Autobiografía de un yogui · Paramahansa Yogananda

Parte 40

Capítulo 40 de 44 · 15 min de lectura

“Los residentes del ashram están completamente a su disposición; por favor, recurra a ellos para cualquier servicio.” Con su cortesía característica, el Mahatma me entregó esta nota escrita apresuradamente mientras el señor Desai guiaba a nuestro grupo desde la sala de escritura hacia la casa de huéspedes.

Nuestro guía nos condujo a través de huertos y campos florecidos hasta un edificio de techo de tejas y ventanas enrejadas. Un pozo en el patio delantero, de unos siete metros y medio de diámetro, se utilizaba, según dijo el señor Desai, para dar de beber al ganado; cerca de allí había una rueda de cemento giratoria para trillar arroz. Cada uno de nuestros pequeños dormitorios resultó contener solo lo absolutamente indispensable: una cama hecha a mano con cuerdas. La cocina blanqueada presumía de un grifo en una esquina y un fogón para cocinar en la otra.
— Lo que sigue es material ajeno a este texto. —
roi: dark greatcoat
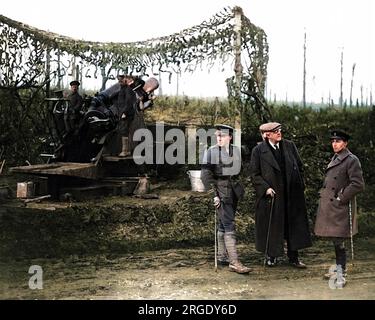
[250,139,312,257]
[314,149,364,238]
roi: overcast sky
[0,0,375,103]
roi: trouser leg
[217,230,228,262]
[333,238,346,271]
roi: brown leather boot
[229,261,251,274]
[224,232,251,274]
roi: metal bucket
[187,170,206,192]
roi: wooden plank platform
[10,162,98,179]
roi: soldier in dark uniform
[64,80,83,132]
[314,130,364,287]
[250,122,312,268]
[202,125,250,273]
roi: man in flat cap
[202,125,250,274]
[250,122,311,268]
[314,130,364,288]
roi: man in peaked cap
[64,80,83,132]
[259,122,281,140]
[314,130,364,288]
[201,124,251,274]
[331,130,350,141]
[250,122,311,268]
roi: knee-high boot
[217,230,229,265]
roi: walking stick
[349,201,354,261]
[263,194,275,267]
[215,207,217,272]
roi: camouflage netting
[0,7,268,95]
[0,7,270,164]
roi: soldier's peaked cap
[259,122,281,132]
[331,130,350,141]
[215,124,234,135]
[70,80,80,86]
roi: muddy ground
[0,238,375,300]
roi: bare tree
[349,63,355,107]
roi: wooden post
[57,49,61,89]
[349,63,355,107]
[233,7,243,147]
[302,30,306,108]
[339,48,344,108]
[46,49,51,98]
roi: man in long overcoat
[314,130,364,287]
[250,122,311,268]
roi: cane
[215,207,217,272]
[349,201,354,261]
[263,194,275,267]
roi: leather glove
[214,197,221,208]
[266,188,276,198]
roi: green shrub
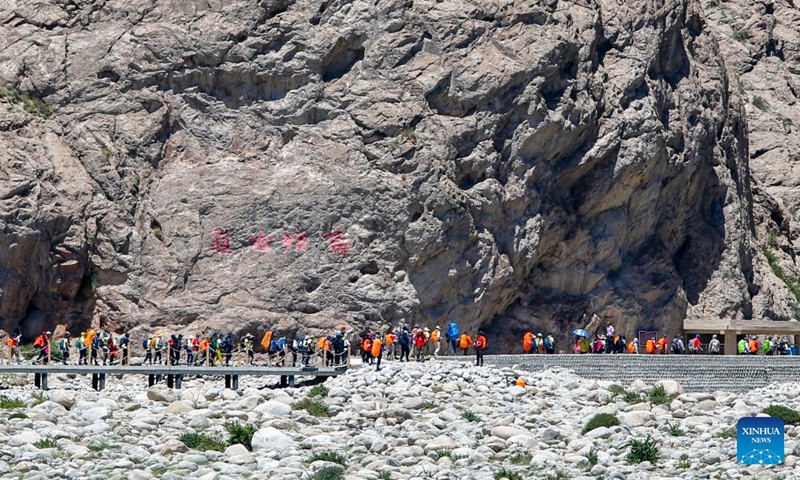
[508,453,533,465]
[667,423,686,437]
[622,390,642,403]
[179,433,228,452]
[762,405,800,425]
[311,467,344,480]
[292,398,328,417]
[33,438,58,449]
[308,385,328,398]
[461,410,481,422]
[494,468,523,480]
[626,435,661,465]
[0,397,25,410]
[581,413,619,435]
[715,427,736,438]
[225,422,258,452]
[648,384,672,405]
[308,452,347,465]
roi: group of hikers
[360,322,487,370]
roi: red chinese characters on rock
[250,230,275,253]
[283,233,308,255]
[211,228,233,253]
[322,230,353,257]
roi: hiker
[430,326,442,357]
[33,330,52,364]
[58,332,72,365]
[533,333,544,353]
[672,334,685,355]
[119,332,131,365]
[644,338,656,355]
[75,332,89,365]
[606,323,616,353]
[6,332,22,365]
[689,333,703,355]
[458,330,472,356]
[736,338,747,355]
[414,328,428,362]
[142,335,154,365]
[708,335,720,355]
[370,336,383,372]
[397,327,411,362]
[522,330,536,353]
[475,331,486,367]
[445,322,459,355]
[544,333,556,355]
[761,337,773,355]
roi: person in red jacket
[474,331,486,367]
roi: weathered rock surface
[0,0,791,348]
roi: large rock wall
[0,0,791,347]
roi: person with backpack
[75,332,89,365]
[522,330,536,353]
[708,335,720,355]
[458,330,472,356]
[142,335,154,365]
[370,336,383,372]
[414,328,428,362]
[119,332,131,365]
[672,334,684,355]
[430,326,442,358]
[58,332,72,365]
[445,322,460,356]
[544,333,556,355]
[33,331,51,364]
[397,327,411,362]
[689,333,703,355]
[474,330,486,367]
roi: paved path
[441,354,800,393]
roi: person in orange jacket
[458,330,472,356]
[522,330,533,353]
[475,331,486,367]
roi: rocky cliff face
[0,0,791,346]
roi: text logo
[736,417,783,465]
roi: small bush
[292,398,328,417]
[311,467,344,480]
[622,390,642,403]
[461,410,481,422]
[581,413,619,435]
[667,423,686,437]
[33,438,58,450]
[494,468,523,480]
[608,385,625,396]
[179,433,228,452]
[762,405,800,425]
[626,436,661,465]
[308,385,328,398]
[225,422,257,452]
[508,453,533,465]
[308,452,347,465]
[0,397,25,410]
[648,384,672,405]
[715,427,736,438]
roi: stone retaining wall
[440,354,800,392]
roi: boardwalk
[0,365,347,390]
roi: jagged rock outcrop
[0,0,791,346]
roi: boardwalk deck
[0,364,347,390]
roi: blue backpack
[447,323,459,340]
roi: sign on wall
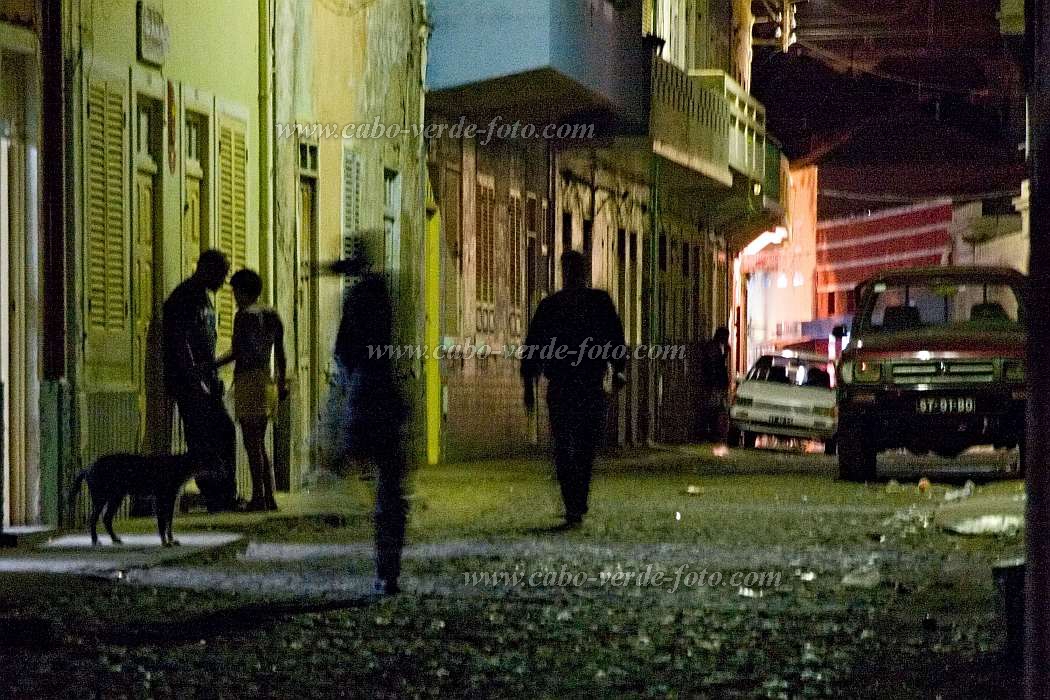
[137,0,169,66]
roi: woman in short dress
[216,270,288,511]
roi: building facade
[0,0,428,532]
[0,0,47,529]
[427,0,781,459]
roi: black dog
[69,453,203,547]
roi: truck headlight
[1003,360,1025,382]
[839,360,882,384]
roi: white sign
[139,0,169,66]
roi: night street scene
[10,0,1050,700]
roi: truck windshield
[862,280,1024,333]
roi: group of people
[163,250,288,513]
[164,240,729,594]
[163,241,407,594]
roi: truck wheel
[838,424,877,482]
[1016,436,1027,479]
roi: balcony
[689,69,780,183]
[426,0,649,124]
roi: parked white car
[730,351,838,454]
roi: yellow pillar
[423,181,442,464]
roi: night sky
[753,0,1025,218]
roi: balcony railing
[689,69,779,183]
[650,57,732,184]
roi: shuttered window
[342,146,361,293]
[215,119,248,347]
[84,75,132,384]
[475,178,496,331]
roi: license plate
[919,397,977,415]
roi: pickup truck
[836,267,1027,482]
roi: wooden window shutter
[215,118,248,348]
[342,147,361,290]
[84,73,132,386]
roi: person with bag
[330,239,408,595]
[162,250,242,513]
[215,270,288,511]
[521,251,627,527]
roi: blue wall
[427,0,649,119]
[426,0,551,90]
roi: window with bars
[441,167,463,336]
[383,169,401,276]
[475,177,496,331]
[507,192,525,333]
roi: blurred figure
[331,239,408,595]
[163,250,239,513]
[521,251,627,527]
[215,270,288,511]
[700,326,729,445]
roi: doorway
[289,144,322,478]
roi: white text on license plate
[919,397,977,413]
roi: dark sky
[752,0,1025,218]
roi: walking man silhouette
[521,251,627,527]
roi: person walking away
[700,326,730,445]
[162,250,238,513]
[332,239,408,595]
[215,270,288,511]
[521,251,627,527]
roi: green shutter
[215,119,248,348]
[84,76,132,386]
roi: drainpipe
[258,0,275,304]
[1024,0,1050,700]
[646,154,660,444]
[544,140,558,296]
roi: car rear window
[748,355,832,388]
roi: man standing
[331,239,408,595]
[163,250,237,513]
[700,326,729,444]
[521,251,627,527]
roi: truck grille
[894,360,995,384]
[752,401,813,416]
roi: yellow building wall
[71,0,259,291]
[63,0,260,503]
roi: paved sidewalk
[0,532,243,575]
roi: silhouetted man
[700,326,729,443]
[521,251,627,526]
[332,240,408,595]
[163,250,237,513]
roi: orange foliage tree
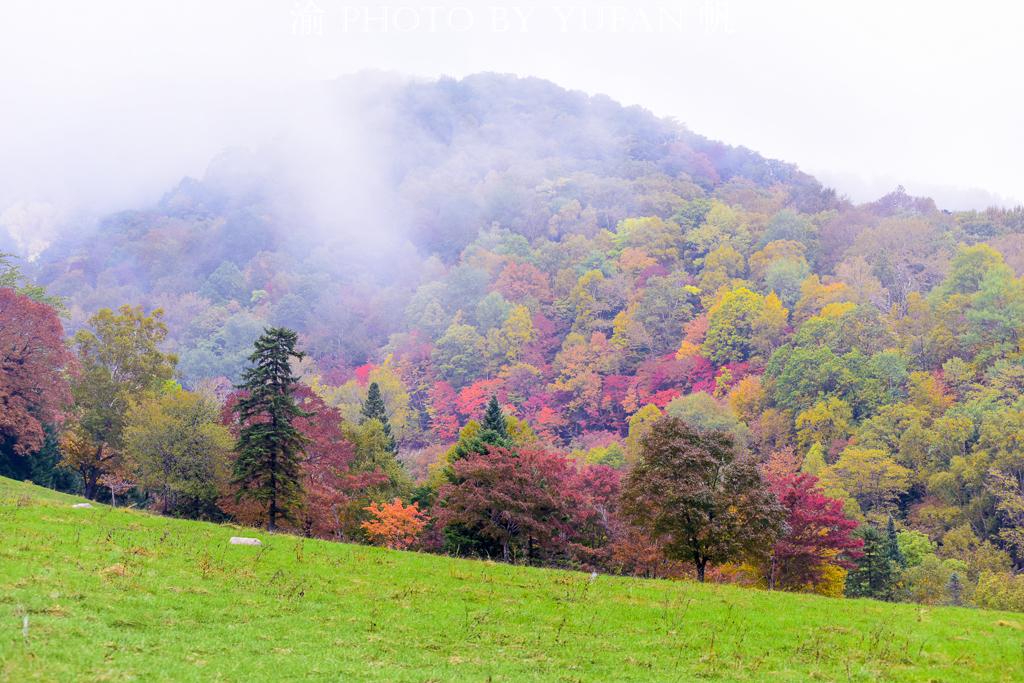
[362,498,427,550]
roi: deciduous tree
[622,417,784,581]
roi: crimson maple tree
[0,288,75,456]
[766,474,864,590]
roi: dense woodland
[6,75,1024,610]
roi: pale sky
[0,0,1024,253]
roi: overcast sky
[0,0,1024,253]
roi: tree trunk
[266,452,278,531]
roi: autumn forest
[0,75,1024,611]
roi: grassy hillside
[0,478,1024,681]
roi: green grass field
[0,478,1024,681]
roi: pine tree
[360,382,398,455]
[886,515,906,568]
[232,328,309,531]
[480,395,509,439]
[846,524,896,600]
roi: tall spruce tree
[233,328,309,531]
[846,524,896,600]
[360,382,398,454]
[886,515,906,569]
[480,394,509,439]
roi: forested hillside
[6,75,1024,609]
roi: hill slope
[0,479,1024,681]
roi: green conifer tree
[480,395,509,439]
[846,524,896,600]
[233,328,309,531]
[360,382,398,455]
[886,515,906,568]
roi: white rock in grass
[231,536,263,546]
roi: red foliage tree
[436,447,587,562]
[766,474,864,590]
[427,382,460,443]
[495,261,551,303]
[0,288,75,456]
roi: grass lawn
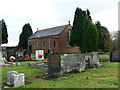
[2,61,118,88]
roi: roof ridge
[36,24,68,32]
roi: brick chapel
[28,23,79,53]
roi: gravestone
[23,49,31,58]
[110,50,120,62]
[7,71,18,86]
[36,50,44,60]
[7,50,16,61]
[12,73,25,86]
[63,54,86,73]
[45,52,61,78]
[7,71,25,86]
[88,52,102,67]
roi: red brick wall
[28,25,79,53]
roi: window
[43,41,45,48]
[53,41,57,48]
[36,41,38,48]
[67,29,71,47]
[33,42,34,48]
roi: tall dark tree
[86,9,92,21]
[2,19,8,44]
[18,23,33,50]
[82,10,92,52]
[96,21,111,51]
[70,8,85,51]
[87,22,98,52]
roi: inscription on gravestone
[47,53,61,78]
[23,50,31,58]
[110,50,120,62]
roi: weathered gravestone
[36,50,44,60]
[88,52,102,68]
[7,71,25,86]
[45,53,61,78]
[16,52,23,61]
[63,54,86,73]
[110,50,120,62]
[23,49,31,58]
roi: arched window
[33,42,34,48]
[53,41,57,48]
[67,29,71,47]
[43,41,46,48]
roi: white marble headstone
[36,50,44,60]
[7,71,18,85]
[7,71,25,86]
[12,73,25,86]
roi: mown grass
[99,55,110,59]
[2,62,118,88]
[2,61,44,87]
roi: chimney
[68,21,70,25]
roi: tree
[17,23,33,50]
[96,21,111,51]
[86,22,98,52]
[86,9,92,21]
[2,19,8,44]
[70,8,86,52]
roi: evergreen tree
[18,23,33,50]
[82,10,92,52]
[87,22,98,52]
[96,21,111,51]
[2,19,8,44]
[86,9,92,21]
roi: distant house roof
[28,25,68,39]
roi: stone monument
[45,49,61,78]
[110,50,120,62]
[88,52,102,68]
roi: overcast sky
[0,0,119,46]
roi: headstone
[36,50,44,60]
[7,71,18,86]
[63,54,86,73]
[88,52,102,68]
[45,52,61,78]
[23,49,31,58]
[110,50,120,62]
[7,50,16,61]
[7,71,25,86]
[90,52,99,66]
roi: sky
[0,0,119,46]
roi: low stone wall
[63,54,86,73]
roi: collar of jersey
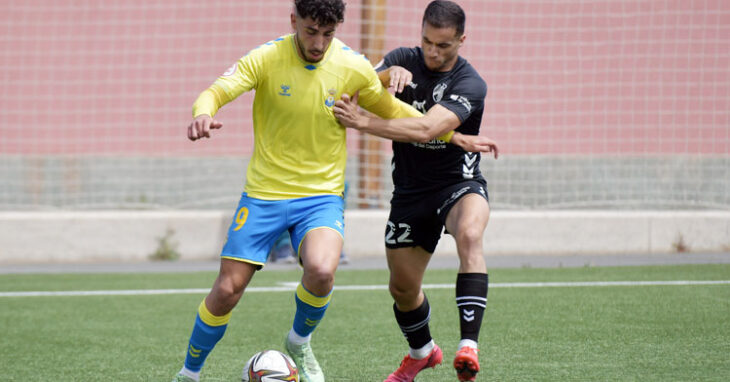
[289,33,335,69]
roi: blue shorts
[221,193,345,269]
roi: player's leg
[177,258,256,381]
[176,195,284,381]
[446,193,489,381]
[385,198,443,382]
[285,196,344,382]
[385,247,443,382]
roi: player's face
[421,22,466,72]
[291,14,339,62]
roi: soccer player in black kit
[333,0,498,382]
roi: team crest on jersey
[450,94,471,113]
[223,62,238,77]
[324,89,337,107]
[433,82,446,103]
[279,85,291,97]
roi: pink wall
[0,0,730,156]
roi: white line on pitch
[0,280,730,297]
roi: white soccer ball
[241,350,299,382]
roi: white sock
[287,329,312,346]
[459,340,479,350]
[410,340,436,359]
[179,366,200,381]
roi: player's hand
[388,65,413,93]
[450,131,499,159]
[332,92,367,129]
[188,114,223,141]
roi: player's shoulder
[455,56,487,94]
[385,46,422,63]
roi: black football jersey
[376,47,487,196]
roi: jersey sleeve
[375,48,413,72]
[193,48,264,118]
[438,77,487,122]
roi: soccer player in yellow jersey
[174,0,486,382]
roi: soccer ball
[241,350,299,382]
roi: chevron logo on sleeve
[461,153,477,179]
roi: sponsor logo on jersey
[433,82,446,103]
[450,94,471,113]
[324,89,337,107]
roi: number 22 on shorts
[233,207,248,231]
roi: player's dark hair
[421,0,466,36]
[294,0,345,25]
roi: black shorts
[385,180,489,253]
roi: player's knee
[214,277,246,304]
[304,265,335,295]
[456,224,484,244]
[388,283,419,305]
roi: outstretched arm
[332,92,461,142]
[450,132,499,159]
[378,65,413,93]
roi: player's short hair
[294,0,345,25]
[421,0,466,36]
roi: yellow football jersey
[193,34,421,200]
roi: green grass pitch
[0,265,730,382]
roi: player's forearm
[378,68,390,89]
[356,117,441,142]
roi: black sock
[393,296,431,349]
[456,273,489,342]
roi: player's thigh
[385,247,432,294]
[446,193,490,238]
[299,227,343,273]
[385,198,443,253]
[288,195,345,267]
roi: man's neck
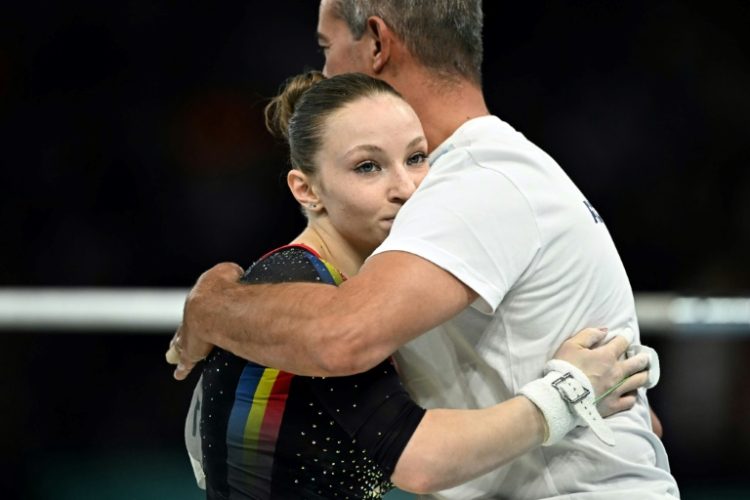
[393,71,490,152]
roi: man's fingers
[164,345,180,365]
[615,371,648,394]
[602,335,630,358]
[620,352,651,376]
[570,328,607,349]
[173,363,195,380]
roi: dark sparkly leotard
[200,245,425,500]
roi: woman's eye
[406,153,427,165]
[354,161,380,174]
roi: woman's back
[200,246,424,499]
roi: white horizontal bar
[0,288,750,335]
[0,288,188,332]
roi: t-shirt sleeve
[375,152,541,313]
[311,360,426,476]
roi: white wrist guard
[519,359,615,446]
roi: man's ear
[286,168,323,212]
[367,16,395,75]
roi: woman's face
[316,94,428,256]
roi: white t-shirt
[375,116,679,500]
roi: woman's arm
[391,329,648,493]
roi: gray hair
[333,0,484,84]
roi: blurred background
[0,0,750,499]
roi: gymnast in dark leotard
[179,72,636,500]
[200,245,424,499]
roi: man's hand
[166,262,243,380]
[554,328,649,417]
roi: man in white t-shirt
[169,0,679,499]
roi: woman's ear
[286,168,323,212]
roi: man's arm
[173,251,477,379]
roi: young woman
[186,72,644,499]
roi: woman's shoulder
[242,244,342,285]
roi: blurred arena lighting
[0,288,750,335]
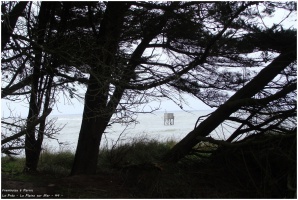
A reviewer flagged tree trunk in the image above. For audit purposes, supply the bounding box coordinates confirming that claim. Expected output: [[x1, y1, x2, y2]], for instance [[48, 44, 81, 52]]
[[1, 1, 28, 51], [71, 2, 130, 175], [164, 49, 296, 162], [24, 2, 49, 172]]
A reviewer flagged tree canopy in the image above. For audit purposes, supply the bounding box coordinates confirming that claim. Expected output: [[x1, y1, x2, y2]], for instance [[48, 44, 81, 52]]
[[1, 1, 297, 174]]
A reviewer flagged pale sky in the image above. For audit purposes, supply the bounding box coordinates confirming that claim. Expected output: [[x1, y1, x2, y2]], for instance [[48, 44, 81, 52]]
[[1, 3, 297, 117]]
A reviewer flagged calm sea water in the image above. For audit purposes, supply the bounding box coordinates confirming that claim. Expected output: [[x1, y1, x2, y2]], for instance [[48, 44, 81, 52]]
[[44, 111, 236, 151]]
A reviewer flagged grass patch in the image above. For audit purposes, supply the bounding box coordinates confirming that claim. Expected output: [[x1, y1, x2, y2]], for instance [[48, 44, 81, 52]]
[[1, 156, 25, 174], [98, 138, 176, 170], [38, 150, 74, 176]]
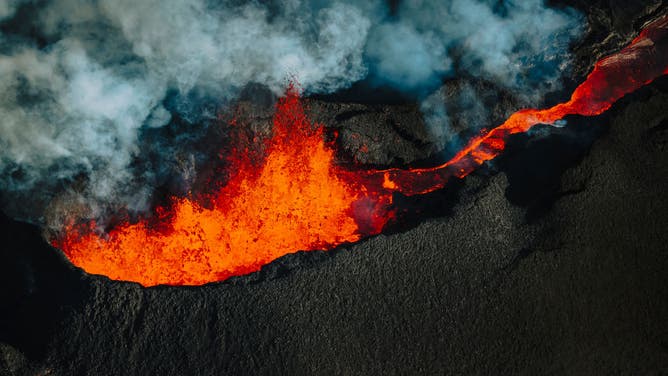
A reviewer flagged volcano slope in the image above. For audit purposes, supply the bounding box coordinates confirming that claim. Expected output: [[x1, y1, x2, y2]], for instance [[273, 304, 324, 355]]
[[0, 2, 668, 375]]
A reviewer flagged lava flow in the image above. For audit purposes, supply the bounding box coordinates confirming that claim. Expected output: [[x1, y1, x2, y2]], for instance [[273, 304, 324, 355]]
[[54, 16, 668, 286]]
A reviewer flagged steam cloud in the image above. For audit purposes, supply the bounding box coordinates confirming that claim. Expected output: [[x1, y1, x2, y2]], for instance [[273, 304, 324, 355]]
[[0, 0, 582, 226]]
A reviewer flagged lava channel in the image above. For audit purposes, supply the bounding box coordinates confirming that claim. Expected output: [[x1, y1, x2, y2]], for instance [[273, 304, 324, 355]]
[[52, 16, 668, 286]]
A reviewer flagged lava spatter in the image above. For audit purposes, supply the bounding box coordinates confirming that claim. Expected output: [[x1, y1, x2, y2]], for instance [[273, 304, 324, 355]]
[[54, 16, 668, 286]]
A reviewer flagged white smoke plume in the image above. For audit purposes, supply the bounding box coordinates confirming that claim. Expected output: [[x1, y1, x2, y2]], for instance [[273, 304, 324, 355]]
[[0, 0, 581, 221]]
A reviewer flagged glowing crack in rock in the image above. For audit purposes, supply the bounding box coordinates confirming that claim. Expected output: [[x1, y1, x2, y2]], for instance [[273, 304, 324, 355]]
[[53, 16, 668, 286]]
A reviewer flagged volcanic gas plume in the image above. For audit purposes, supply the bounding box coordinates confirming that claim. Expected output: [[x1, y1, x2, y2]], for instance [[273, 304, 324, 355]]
[[54, 13, 668, 286]]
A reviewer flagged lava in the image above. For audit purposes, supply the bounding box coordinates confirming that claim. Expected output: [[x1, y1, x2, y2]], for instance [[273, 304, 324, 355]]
[[55, 86, 389, 286], [53, 16, 668, 286]]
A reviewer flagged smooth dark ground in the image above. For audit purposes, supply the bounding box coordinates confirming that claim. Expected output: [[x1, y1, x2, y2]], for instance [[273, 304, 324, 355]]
[[0, 2, 668, 375]]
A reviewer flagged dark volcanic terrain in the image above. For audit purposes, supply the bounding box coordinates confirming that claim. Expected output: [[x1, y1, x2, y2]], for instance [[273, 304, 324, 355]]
[[0, 1, 668, 375]]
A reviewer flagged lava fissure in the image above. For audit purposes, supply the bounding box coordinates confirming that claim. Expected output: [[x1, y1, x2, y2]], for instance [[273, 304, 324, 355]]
[[53, 16, 668, 286]]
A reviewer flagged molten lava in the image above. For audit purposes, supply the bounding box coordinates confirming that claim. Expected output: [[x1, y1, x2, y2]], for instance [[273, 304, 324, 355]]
[[57, 87, 392, 286], [54, 13, 668, 286]]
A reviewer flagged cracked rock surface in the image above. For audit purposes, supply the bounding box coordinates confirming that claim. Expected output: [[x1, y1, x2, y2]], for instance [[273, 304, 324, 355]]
[[0, 2, 668, 375]]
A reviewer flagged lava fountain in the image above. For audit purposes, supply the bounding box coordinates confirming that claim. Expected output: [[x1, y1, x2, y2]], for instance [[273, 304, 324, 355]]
[[53, 16, 668, 286]]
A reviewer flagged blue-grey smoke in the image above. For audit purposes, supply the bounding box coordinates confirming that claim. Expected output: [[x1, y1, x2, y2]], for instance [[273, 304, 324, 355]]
[[0, 0, 582, 226]]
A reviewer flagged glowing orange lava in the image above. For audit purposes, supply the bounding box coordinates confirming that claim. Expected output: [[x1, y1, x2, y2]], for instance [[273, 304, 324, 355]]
[[56, 87, 392, 286], [54, 13, 668, 286]]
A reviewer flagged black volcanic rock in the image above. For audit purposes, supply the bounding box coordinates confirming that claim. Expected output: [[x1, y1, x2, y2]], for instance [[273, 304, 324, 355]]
[[0, 1, 668, 375], [1, 78, 668, 375]]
Sonidos sencillos y bucólicos llegaban a nuestros oídos: los gritos de cuervos y gorriones, el mugido del ganado y el golpeteo de cinceles usados para labrar piedras.

Al observar el diario de viaje del señor Wright, el señor Desai abrió una página y escribió en ella una lista de votos de SATYAGRAHA {FN44-2} tomados por todos los estrictos seguidores del Mahatma (SATYAGRAHIS):

“No violencia; Verdad; No robar; Celibato; No posesión; Trabajo corporal; Control del paladar; Ausencia de miedo; Igual respeto por todas las religiones; SWADESHI (uso de productos nacionales); Liberación de la intocabilidad. Estos once deben observarse como votos en un espíritu de humildad.”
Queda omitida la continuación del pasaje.